Today there was an exciting press event at the Newseum for the National Digital Newspaper Program, sponsored by the Library of Congress and the National Endowment for the Humanities. There was a great live demo, a video on digital production for the project from the University of Kentucky, and some nice speechmaking. The event promoted the milestone where the project surpassed 1,000,000 pages available at the Chronicling America site, the addition of seven new state partners, and the addition of images of illustrated newspaper supplements to the LoC Flickr Commons set (with more to come every month).

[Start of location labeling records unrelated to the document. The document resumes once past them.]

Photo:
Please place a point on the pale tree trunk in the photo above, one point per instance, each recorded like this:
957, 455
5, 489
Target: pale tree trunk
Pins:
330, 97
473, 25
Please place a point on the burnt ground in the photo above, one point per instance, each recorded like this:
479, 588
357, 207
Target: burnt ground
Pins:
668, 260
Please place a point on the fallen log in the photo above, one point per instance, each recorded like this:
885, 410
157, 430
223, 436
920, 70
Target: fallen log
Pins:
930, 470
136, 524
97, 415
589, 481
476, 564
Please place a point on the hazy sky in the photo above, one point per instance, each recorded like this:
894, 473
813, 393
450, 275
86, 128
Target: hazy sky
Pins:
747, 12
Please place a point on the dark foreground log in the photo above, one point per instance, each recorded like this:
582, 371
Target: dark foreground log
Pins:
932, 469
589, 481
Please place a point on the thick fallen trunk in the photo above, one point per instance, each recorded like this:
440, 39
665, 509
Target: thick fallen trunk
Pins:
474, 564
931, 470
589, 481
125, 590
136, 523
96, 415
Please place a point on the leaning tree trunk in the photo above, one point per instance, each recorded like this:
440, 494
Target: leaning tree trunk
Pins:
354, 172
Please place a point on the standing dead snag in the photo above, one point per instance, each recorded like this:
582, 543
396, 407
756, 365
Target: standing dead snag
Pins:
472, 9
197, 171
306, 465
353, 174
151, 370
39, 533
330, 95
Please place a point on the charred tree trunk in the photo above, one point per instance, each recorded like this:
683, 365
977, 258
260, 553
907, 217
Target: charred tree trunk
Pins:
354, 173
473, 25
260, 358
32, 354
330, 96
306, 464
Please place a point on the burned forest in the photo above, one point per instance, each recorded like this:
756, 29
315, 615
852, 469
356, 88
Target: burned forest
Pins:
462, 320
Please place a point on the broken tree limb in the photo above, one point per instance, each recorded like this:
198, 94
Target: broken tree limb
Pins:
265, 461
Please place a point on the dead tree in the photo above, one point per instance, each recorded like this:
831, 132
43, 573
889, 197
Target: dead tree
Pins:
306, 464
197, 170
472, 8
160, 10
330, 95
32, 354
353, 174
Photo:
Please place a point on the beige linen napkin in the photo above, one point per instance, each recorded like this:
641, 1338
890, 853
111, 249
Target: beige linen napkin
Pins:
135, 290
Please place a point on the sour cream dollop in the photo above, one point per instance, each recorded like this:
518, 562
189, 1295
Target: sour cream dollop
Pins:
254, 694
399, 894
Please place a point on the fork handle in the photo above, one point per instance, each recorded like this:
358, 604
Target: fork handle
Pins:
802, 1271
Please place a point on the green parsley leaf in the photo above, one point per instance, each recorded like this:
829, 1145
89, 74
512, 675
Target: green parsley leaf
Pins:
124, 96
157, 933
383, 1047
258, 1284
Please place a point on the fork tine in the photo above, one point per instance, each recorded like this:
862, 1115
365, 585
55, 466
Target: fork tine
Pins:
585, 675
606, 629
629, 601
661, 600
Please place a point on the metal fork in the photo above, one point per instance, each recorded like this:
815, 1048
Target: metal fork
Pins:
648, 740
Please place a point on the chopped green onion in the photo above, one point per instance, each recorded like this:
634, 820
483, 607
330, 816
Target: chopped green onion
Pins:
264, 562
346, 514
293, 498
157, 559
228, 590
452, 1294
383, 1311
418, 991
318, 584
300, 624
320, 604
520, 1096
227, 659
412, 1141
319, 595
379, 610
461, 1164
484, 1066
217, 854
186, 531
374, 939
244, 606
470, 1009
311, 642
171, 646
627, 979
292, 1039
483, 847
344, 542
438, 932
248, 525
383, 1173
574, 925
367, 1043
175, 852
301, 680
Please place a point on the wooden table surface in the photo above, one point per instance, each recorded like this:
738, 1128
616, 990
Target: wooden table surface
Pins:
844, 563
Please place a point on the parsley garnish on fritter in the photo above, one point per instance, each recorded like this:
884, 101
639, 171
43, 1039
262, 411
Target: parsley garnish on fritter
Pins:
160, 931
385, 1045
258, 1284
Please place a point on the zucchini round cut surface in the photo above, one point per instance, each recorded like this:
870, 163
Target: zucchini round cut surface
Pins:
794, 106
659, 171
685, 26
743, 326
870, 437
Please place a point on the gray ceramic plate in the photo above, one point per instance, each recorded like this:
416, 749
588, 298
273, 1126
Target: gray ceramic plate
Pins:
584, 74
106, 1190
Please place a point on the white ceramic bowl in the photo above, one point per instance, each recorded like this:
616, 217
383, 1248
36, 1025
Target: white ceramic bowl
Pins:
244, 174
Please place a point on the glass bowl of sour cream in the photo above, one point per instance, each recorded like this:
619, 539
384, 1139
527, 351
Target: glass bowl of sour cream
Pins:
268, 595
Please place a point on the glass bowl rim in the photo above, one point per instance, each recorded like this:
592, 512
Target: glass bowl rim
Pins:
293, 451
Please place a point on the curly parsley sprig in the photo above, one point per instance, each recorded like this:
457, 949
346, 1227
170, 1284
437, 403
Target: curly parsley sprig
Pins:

So far the AP has an article available, and there were representatives of other news outlets at the event. Check out the press release. Roy Tennant has a post that includes some of the technical specs supplied by my colleague Ed Summers. Ed and Dan Krech have done some great work to update the underlying application, improving the ingest and search functionality, adding the functionality that allows the site to be crawled, and exposing the data as RDF for a multitude of possibilities.

Edit: Here's the Washington Post article, and the official LoC blog posting.

Saturday, June 13, 2009

something odd happened today

Last weekend I went to my local public library (which I love), where I spotted a book that was on my to-be-read list. I keep a list of books I want to read, and periodically search the library's catalog to see if they have it at any of their branches. I had this book noted on my list as being held in the collection of my local branch. Depending upon how much I want to read the book, I'll put a hold onto the book if they have it in the collection but it isn't checked in. This is a book that held a middling position on my list for a while, a 2007 sequel to a science fiction novel by a newish but award-winning author which I liked but didn't love, but thought might be interesting. I grabbed the book off the shelf, but, in the process of wandering around and gathering up other books, I must have set it down and it didn't make it to the self-checkout with me, something I didn't discover until I got home. Ah well, I knew I'd be back this weekend, and maybe it would still be available.

I returned today and wandered over to the shelf. It wasn't there. I decided to look the book up and see when it was due and put a hold on it this time.

It wasn't there any more. It wasn't in the catalog, and the author wasn't in the catalog either.

I left with the books I found and one that was on hold for me. I considered asking about the missing book/author, but there was quite a line and I didn't want to hold people up while I asked my crazy-conspiracy-sounding questions -- how did this author and his books disappear in the last week? And why?